The company recorded Gross Bookings of USD 1.839.7 million in Q2 FY24, a substantial increase of 23.8 per cent in constant currency compared to USD 1,514.7 million in the same period last year (Q2 FY23). According to IFRS (International Financial Reporting Standards), the company reported revenue of USD 168.7 million in Q2 FY24, reflecting a remarkable 32.8 per cent year-on-year growth compared to USD 131.3 million in Q2 FY23.
Segment-wise performance:
MakeMyTrip‘s various segments contributed significantly to its strong financial performance. The Air Ticketing segment reported revenue of USD 80.3 million, while Hotels and Packages generated USD 75.7 million. Bus Ticketing recorded USD 21.8 million, and other services contributed USD 11 million in revenue.
Profit and margin:
The company’s EBITDA (Earnings Before Interest, Taxes, Depreciation, and Amortization) for Q2 FY24 stood at USD 13.5 million, compared to USD 10.7 million in Q2 FY23. Remarkably, MakeMyTrip reported a profit of USD 2.0 million during this period, in contrast to a loss of USD 6.8 million in Q2 FY23.
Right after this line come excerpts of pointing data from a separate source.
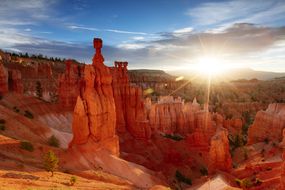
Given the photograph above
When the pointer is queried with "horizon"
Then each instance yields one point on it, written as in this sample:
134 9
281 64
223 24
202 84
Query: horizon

Expansion and acquisitions:
MakeMyTrip continues to enhance its service offerings and expand its presence in the market. On October 31, 2023, its wholly-owned subsidiary, MakeMyTrip (India) entered into an agreement to acquire a majority interest in Savaari Car Rentals, a renowned provider of inter-city car rental services in India. This strategic acquisition is set to be finalised by December 31, 2023, and is expected to bolster MakeMyTrip’s footprint in the inter-city car rental market within India.Commenting on these impressive results, Rajesh Magow, Group Chief Executive Officer, MakeMyTrip, stated, “Despite the seasonal challenges typically associated with the second quarter of the fiscal year, we are delighted to report strong year-on-year revenue growth and an expansion in Adjusted Operating Profit. Our ability to deliver innovative travel solutions, our brand strength, and our commitment to delivering superior value to our customers and partners continue to drive our profitable growth.”
The travel demand in various categories remained robust, with both Gross Bookings and profitability experiencing notable growth in this quarter, highlighting MakeMyTrip’s resilience and its ability to thrive even during seasonally challenging periods.